En juin 2018, l’EurOasis remportait l’appel à projets lancé par la municipalité de Strasbourg. Sur cette parcelle verdoyante de la Robertsau cédée par la Ville, l’association s’engageait à créer un espace de coworking, une microbrasserie ou encore une école alternative…. À l’été 2019 cependant, la vente du terrain n’a pas eu lieu. La municipalité a préféré signer une convention d’occupation précaire, suite à un recours devant le tribunal administratif d’un autre porteur de projet qui convoitait cet espace. Ce bail précaire prend fin le 30 septembre 2020, posant ainsi la question de l’avenir de ce lieu dédié aux alternatives.
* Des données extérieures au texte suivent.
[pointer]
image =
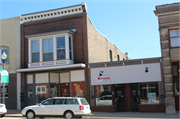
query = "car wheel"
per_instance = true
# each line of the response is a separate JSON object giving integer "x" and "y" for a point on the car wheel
{"x": 30, "y": 114}
{"x": 68, "y": 115}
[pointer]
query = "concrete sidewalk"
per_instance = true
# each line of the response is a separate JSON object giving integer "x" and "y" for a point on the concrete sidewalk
{"x": 102, "y": 115}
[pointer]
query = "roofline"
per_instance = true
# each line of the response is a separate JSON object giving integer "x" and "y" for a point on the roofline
{"x": 126, "y": 61}
{"x": 50, "y": 10}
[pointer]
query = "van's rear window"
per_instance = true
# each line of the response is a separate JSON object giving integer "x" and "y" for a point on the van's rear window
{"x": 84, "y": 102}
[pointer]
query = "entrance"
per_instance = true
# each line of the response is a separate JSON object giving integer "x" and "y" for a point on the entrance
{"x": 120, "y": 97}
{"x": 134, "y": 97}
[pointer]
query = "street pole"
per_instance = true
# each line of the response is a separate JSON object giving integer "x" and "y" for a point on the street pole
{"x": 3, "y": 84}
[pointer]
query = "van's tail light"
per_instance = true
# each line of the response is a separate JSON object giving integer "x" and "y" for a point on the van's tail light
{"x": 81, "y": 107}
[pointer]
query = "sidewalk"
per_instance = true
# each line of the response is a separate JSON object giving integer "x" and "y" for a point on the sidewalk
{"x": 114, "y": 115}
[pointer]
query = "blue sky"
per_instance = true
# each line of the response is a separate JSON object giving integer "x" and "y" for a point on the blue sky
{"x": 131, "y": 25}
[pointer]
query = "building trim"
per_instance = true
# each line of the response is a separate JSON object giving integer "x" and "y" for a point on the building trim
{"x": 71, "y": 66}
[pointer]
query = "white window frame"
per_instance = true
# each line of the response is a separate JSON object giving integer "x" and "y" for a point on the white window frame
{"x": 66, "y": 35}
{"x": 172, "y": 37}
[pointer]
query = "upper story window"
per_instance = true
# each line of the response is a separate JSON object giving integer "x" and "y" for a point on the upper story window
{"x": 35, "y": 50}
{"x": 48, "y": 49}
{"x": 1, "y": 52}
{"x": 61, "y": 50}
{"x": 175, "y": 70}
{"x": 118, "y": 57}
{"x": 110, "y": 54}
{"x": 174, "y": 36}
{"x": 51, "y": 48}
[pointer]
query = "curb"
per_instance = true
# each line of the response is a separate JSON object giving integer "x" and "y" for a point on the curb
{"x": 13, "y": 115}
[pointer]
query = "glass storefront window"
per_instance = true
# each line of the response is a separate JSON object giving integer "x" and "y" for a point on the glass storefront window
{"x": 175, "y": 70}
{"x": 65, "y": 90}
{"x": 149, "y": 93}
{"x": 103, "y": 95}
{"x": 78, "y": 89}
{"x": 176, "y": 87}
{"x": 54, "y": 90}
{"x": 41, "y": 92}
{"x": 5, "y": 89}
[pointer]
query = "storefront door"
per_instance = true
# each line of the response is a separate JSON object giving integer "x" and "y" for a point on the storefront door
{"x": 120, "y": 97}
{"x": 134, "y": 97}
{"x": 30, "y": 95}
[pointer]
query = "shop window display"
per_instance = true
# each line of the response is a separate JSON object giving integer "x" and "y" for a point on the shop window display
{"x": 103, "y": 95}
{"x": 78, "y": 89}
{"x": 149, "y": 93}
{"x": 41, "y": 92}
{"x": 65, "y": 90}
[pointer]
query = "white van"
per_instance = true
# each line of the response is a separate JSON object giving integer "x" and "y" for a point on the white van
{"x": 69, "y": 107}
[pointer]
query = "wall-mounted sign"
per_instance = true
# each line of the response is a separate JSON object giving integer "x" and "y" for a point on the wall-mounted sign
{"x": 99, "y": 79}
{"x": 4, "y": 77}
{"x": 41, "y": 89}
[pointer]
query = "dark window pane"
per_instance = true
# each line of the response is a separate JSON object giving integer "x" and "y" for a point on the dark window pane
{"x": 35, "y": 57}
{"x": 61, "y": 54}
{"x": 47, "y": 45}
{"x": 110, "y": 54}
{"x": 48, "y": 56}
{"x": 70, "y": 55}
{"x": 59, "y": 102}
{"x": 6, "y": 52}
{"x": 60, "y": 42}
{"x": 175, "y": 70}
{"x": 35, "y": 46}
{"x": 69, "y": 43}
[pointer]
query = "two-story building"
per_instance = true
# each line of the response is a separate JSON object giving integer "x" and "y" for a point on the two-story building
{"x": 56, "y": 47}
{"x": 169, "y": 30}
{"x": 10, "y": 44}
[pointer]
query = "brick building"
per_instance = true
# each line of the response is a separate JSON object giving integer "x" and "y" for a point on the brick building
{"x": 169, "y": 30}
{"x": 56, "y": 48}
{"x": 10, "y": 44}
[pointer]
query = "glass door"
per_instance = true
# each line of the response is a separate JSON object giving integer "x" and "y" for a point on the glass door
{"x": 30, "y": 95}
{"x": 120, "y": 97}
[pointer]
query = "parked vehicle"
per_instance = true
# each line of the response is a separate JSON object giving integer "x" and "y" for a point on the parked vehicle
{"x": 104, "y": 100}
{"x": 3, "y": 110}
{"x": 69, "y": 107}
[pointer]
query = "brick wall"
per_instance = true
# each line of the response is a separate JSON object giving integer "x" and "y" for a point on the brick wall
{"x": 11, "y": 101}
{"x": 99, "y": 46}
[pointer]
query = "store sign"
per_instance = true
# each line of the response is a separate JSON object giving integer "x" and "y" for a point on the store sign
{"x": 126, "y": 74}
{"x": 102, "y": 78}
{"x": 4, "y": 77}
{"x": 1, "y": 69}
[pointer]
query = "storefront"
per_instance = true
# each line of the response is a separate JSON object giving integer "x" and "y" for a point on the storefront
{"x": 134, "y": 85}
{"x": 53, "y": 83}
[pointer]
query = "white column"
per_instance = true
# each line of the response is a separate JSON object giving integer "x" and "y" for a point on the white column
{"x": 29, "y": 42}
{"x": 40, "y": 50}
{"x": 67, "y": 46}
{"x": 18, "y": 91}
{"x": 54, "y": 49}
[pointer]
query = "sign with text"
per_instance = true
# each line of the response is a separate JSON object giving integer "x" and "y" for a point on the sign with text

L’appel à projets cassé par la ville

L’immobilisme actuel d’Euroasis est lié au recours de Jean-Luc Meyer, un voisin du terrain. L’agent négociateur en immobilier estime que l’association a bénéficié de faveurs de la municipalité lorsqu’il était question de vendre l’ensemble en l’état pour 412 500€. Son avocat Me Nicolas Kihn explique pourquoi la décision de la Ville suite à l’appel à projets a été contestée :

« Nous estimons que la Ville de Strasbourg a mal apprécié le projet au regard de ses propres critères, qu’ils soient culturel ou économique. Nous proposions un parc de sculptures, un café des arts, une salle de réception et un restaurant, ce qui correspondait mieux aux attentes de la ville au niveau du tourisme et des loisirs. Au niveau financier, nous avions un plan de financement et une attestation bancaire qu’Euroasis n’avait pas. »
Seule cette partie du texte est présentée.